Smoking – Not So Sexy

Glamour and sex have been used to sell cigarettes for as long as there’s been a Marlboro man – despite studies that show smoking is considered unsexy and bad for your sex life, not to mention bad for your health.

As for smoking’s sex appeal, it causes lip lines and wrinkles, bad breath and has been linked to impotence. A recent study, in fact, found that men who smoke not only have poorer sperm quality than nonsmokers but also have lower sex drives and less frequent sex.

Impotence factor

The study of couples undergoing evaluation for infertility at the Andrology Institute of America was reported at a meeting of the American Society for Reproductive Medicine and the Canadian Fertility and Andrology Society.

On their initial visit, couples were asked to complete a questionnaire detailing their smoking habits and their marital and sexual history, including how often they had sex and their level of sexual satisfaction.

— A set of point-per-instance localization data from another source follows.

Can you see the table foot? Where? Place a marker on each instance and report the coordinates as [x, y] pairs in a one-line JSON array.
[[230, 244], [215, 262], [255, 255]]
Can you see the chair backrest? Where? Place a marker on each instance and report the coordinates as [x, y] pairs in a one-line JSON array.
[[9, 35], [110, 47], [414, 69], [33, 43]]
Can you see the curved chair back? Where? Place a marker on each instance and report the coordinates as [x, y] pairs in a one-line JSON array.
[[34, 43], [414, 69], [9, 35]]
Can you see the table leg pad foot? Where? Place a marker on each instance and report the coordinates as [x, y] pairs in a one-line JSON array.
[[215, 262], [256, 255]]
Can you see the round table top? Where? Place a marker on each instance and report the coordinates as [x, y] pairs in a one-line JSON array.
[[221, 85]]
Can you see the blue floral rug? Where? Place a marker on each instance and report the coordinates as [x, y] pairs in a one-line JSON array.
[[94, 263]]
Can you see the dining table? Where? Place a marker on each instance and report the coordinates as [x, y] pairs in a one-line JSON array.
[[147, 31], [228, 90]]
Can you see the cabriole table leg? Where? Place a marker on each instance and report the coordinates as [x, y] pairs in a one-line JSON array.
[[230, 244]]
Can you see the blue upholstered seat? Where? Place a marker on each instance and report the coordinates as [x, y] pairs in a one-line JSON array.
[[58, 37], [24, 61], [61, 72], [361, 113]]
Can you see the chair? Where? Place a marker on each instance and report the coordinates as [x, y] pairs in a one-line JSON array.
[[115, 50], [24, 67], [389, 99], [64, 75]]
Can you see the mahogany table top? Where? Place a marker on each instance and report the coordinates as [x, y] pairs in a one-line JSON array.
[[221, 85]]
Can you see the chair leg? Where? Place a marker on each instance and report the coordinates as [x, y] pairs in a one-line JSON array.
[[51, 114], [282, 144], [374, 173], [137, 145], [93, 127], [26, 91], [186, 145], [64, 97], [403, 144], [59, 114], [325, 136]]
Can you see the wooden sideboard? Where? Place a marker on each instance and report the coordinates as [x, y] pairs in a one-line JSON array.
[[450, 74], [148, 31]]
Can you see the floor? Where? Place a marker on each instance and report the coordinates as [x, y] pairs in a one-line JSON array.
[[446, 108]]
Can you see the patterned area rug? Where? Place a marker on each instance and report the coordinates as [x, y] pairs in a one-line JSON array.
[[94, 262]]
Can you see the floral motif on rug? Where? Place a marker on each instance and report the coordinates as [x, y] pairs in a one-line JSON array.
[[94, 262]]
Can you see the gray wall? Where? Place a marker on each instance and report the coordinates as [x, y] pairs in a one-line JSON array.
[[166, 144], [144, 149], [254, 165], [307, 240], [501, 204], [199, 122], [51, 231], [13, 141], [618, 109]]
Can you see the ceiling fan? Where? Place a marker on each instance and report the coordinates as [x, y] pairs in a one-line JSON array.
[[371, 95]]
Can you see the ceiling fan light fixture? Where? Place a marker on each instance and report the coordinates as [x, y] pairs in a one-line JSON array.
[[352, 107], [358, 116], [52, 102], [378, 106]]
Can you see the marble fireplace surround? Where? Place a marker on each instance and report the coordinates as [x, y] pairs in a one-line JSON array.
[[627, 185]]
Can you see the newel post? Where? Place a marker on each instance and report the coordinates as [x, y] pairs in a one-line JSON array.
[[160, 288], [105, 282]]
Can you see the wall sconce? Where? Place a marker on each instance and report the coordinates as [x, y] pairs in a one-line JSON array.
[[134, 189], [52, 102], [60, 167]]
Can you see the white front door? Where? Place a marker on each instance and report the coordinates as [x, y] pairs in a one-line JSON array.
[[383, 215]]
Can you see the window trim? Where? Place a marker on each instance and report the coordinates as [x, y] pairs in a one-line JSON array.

In all couples participating in the study, the women were nonsmokers. In contrast, in 158 couples, the male partners smoked at least 30 cigarettes a day and had smoked for more than seven years.

Results showed that when the partner smoked, the couple had been trying to conceive for 3.1 years compared with 2.6 years for nonsmoking couples.

Smokers also reported having sex only 5.7 times per month compared with nonsmokers who had sex 11.6 times per month. Nonsmoking couples also reported significantly greater satisfaction with their sex life, giving it an 8.7 on a scale of 0 to 10, 10 being “extremely satisfactory.” In contrast, smoking couples gave their sex life a 5.2 rating on the same scale.

Unsexy cigarette ads

Some anti-smoking campaigns are banking on the facts about sex and cigarettes to get people to quit, on the theory that they might be able to appeal to smokers’ vanity if not their health-conscience.

The theme of a $22 million California ad campaign is that smoking can wreck a guy’s sex life. The ads use special effects that make cigarettes suddenly sag and dangle from a young man’s lips when a sexy woman steps into the picture to deliver the message that smoking is linked to impotence.

“Men who are not inclined to quit to save their lives, save their heart, save their lungs may quit to save their sex life,” said Kim Belshe, director of the California Department of Health Services, which coordinated the ad campaign.

Nonsmokers more physically attractive?

Still other evidence suggests that the general public really doesn’t perceive smoking to be at all attractive. Robert C. Klesges, Ph.D. and Margaret DeBon, M.S., authors of “How Women Can Finally Stop Smoking,” say that women particularly get the message from the tobacco industry that women smokers are “glamorous, intelligent, attractive and thin.”

However, they cite a study that found that people don’t find smoking to be physically attractive. The researchers hired actresses and actors and videotaped one set of interviews with them smoking and the other with them not smoking. The taped interviews were viewed by hundreds of people – men and women, smokers and nonsmokers.

The researchers asked the viewers what they liked and disliked. The viewers reacted more positively to nonsmokers than smokers. Overall, viewers rated the nonsmoking women as more physically attractive.